BRUXELLES - In una situazione di perdurante stallo al tavolo dei negoziati il messaggio dell'Europa a Trump, pur restando quello dell'apertura al dialogo e dell'ostinata ricerca a una soluzione negoziale, rischia di cambiare sfumatura. E perfino la prudente Unione europea può sensibilmente mutare tono. Così, all'indomani del via libera politico dei 27 ai primi controdazi europei, la Commissione ha voluto dare un messaggio chiaro all'amministrazione americana: Bruxelles si attende che Washington cooperi, nel frattempo "tutte le opzioni sono sul tavolo". Incluse quelle che andrebbero a colpire le Big Tech d'Oltreoceano. "Sia chiaro, il bazooka è ancora sul tavolo, ma speriamo di non doverlo usare, agli Usa diciamo che vogliamo parlare", è linea tracciata da Palazzo Berlaymont.

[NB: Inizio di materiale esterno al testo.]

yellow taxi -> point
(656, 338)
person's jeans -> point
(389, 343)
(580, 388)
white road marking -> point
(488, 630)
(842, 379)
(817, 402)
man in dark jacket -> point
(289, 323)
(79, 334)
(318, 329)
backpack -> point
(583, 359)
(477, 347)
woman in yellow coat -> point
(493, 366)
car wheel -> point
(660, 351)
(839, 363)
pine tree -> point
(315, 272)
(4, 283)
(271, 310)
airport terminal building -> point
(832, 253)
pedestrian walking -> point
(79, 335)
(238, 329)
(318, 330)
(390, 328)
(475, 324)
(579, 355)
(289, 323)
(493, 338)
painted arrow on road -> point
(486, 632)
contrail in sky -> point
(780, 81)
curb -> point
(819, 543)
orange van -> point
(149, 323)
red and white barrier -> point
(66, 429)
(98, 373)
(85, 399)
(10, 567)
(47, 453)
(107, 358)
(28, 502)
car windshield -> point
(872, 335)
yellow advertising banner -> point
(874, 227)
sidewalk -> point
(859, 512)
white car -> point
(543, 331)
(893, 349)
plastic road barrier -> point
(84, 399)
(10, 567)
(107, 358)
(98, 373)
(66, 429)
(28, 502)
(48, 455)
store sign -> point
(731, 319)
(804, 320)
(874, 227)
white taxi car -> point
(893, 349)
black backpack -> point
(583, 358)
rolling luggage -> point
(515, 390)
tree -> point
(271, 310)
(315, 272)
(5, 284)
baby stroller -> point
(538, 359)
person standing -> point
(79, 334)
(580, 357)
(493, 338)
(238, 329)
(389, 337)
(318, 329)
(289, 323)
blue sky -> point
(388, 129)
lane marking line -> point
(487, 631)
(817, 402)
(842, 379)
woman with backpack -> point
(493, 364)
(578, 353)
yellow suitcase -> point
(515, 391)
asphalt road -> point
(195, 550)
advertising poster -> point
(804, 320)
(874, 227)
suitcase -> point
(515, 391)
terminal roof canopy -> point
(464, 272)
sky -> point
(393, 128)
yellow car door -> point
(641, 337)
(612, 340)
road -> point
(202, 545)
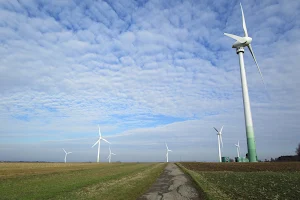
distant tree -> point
(298, 150)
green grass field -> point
(76, 180)
(246, 180)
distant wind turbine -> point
(98, 141)
(219, 134)
(66, 153)
(109, 156)
(239, 45)
(238, 148)
(167, 155)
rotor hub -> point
(239, 49)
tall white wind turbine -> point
(239, 45)
(66, 153)
(219, 135)
(238, 148)
(109, 156)
(98, 141)
(167, 155)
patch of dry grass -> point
(76, 180)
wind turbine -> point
(219, 134)
(98, 141)
(66, 154)
(167, 155)
(238, 148)
(239, 45)
(109, 156)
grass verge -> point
(274, 183)
(87, 181)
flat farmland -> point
(246, 180)
(76, 180)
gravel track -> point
(172, 184)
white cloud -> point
(155, 69)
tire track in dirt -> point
(173, 184)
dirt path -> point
(172, 184)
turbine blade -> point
(99, 131)
(105, 140)
(216, 129)
(251, 51)
(237, 38)
(96, 143)
(244, 22)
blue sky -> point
(148, 72)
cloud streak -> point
(145, 67)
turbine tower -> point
(98, 141)
(66, 153)
(239, 45)
(167, 155)
(219, 134)
(109, 156)
(238, 148)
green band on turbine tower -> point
(251, 144)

Il bazooka in questione può assumere la forma dello strumento anti-coercizione, sorta di golden power comunitario che serrerebbe parte del mercato unico alle imprese americane, a cominciare da quelle digitali. Si tratta, sia chiaro, di mere ipotesi. Sullo strumento, si ragiona in ambienti comunitari, è essenziale la maggioranza qualificata dei 27. Un quorum che, al momento, non sembra emergere. Certo, sebbene con diverse gradazione, la pazienza dell'esecutivo Ue e dei Paesi membri non è infinita. E la dimostrazione sta nell'ok alla lista dei controdazi, previsto per mercoledì nella cosiddetta comitatologia, una cabina di regia - che ha sede in Commissione - dove i rappresentanti tecnici dei governi nazionali esaminano l'attuazione delle norme da parte dell'esecutivo Ue. È in quella sede, alle 14.30, che saranno votate le prime contromisure all'offensiva commerciale degli Usa. L'approvazione è scontata, dato che per non passare le misure dovrebbero essere bloccate da una maggioranza qualificata contraria. L'Italia, lunedì a Lussemburgo, aveva chiesto un rinvio, chiarendo tuttavia che non avrebbe ostacolato la decisione di far scattare i dazi.
Le contro tariffe verranno messe in campo in tre tranche. Una prima entrerà in vigore il 15 aprile, una seconda il 16 maggio, una terza il primo dicembre, seguendo una gradualità che testimonia come, la mano dell'Ue agli Stati Uniti, resti tesa.
Per lo stesso motivo Bruxelles non ha ancora accelerato sulla cosiddetta web tax, sorta di equo compenso da chiedere ai servizi digitali. Diverso il discorso per le sanzioni dirette ad Apple e Meta per violazione del Digital Market Act. Sebbene cronologicamente si stiano intersecando alla guerra dei dazi, l'Ue le considera un dossier separato e autonomo. Tutto, ovviamente, dipenderà dai negoziati. Con un'appendice: "Per ballare il tango, bisogna essere in due"; raccontava ai giornalisti a Lussemburgo il rappresentante della presidenza polacca dell'Ue, Michal Baranowski. Il problema, ha spiegato in audizione all'Eurocamera la direttrice generale della Dg Trade Sabine Weyand, è anche con chi parlare negli Usa. Secondo quanto riportato da fonti presenti all'incontro Weyand avrebbe infatti spiegato come, per il commissario Maros Sefcovic, un conto sia parlare con il suo omologo al Commercio Howard Lutnick, e un altro con Peter Navarro, il consulente di Trump fautore della linea dura. In queste ore, a Bruxelles, si guarda inoltre a Pechino.
L'escalation sui dazi tra Usa e Cina, nella strategia europea, è considerata come una possibile sponda. E, nel frattempo, i canali con il colosso asiatico sono riaperti. In una telefonata con il premier cinese Li Qiang, von der Leyen ha chiesto "una risoluzione negoziata della situazione attuale, sottolineando la necessità di evitare una escalation". Il colloquio è stato descritto come "costruttivo". Il vertice Ue-Cina, che potrebbe cadere prima dell'estate, potrebbe rappresentare un appuntamento decisivo per le relazioni tra Bruxelles e Pechino. Nel frattempo, il viaggio della Commissione a Delhi ha dato i suoi frutti: sta prendendo forma l'accordo di libero scambio tra Ue e India. Una piccola rivoluzione, come potrebbe esserlo la finalizzazione dell'intesa con il Mercosur.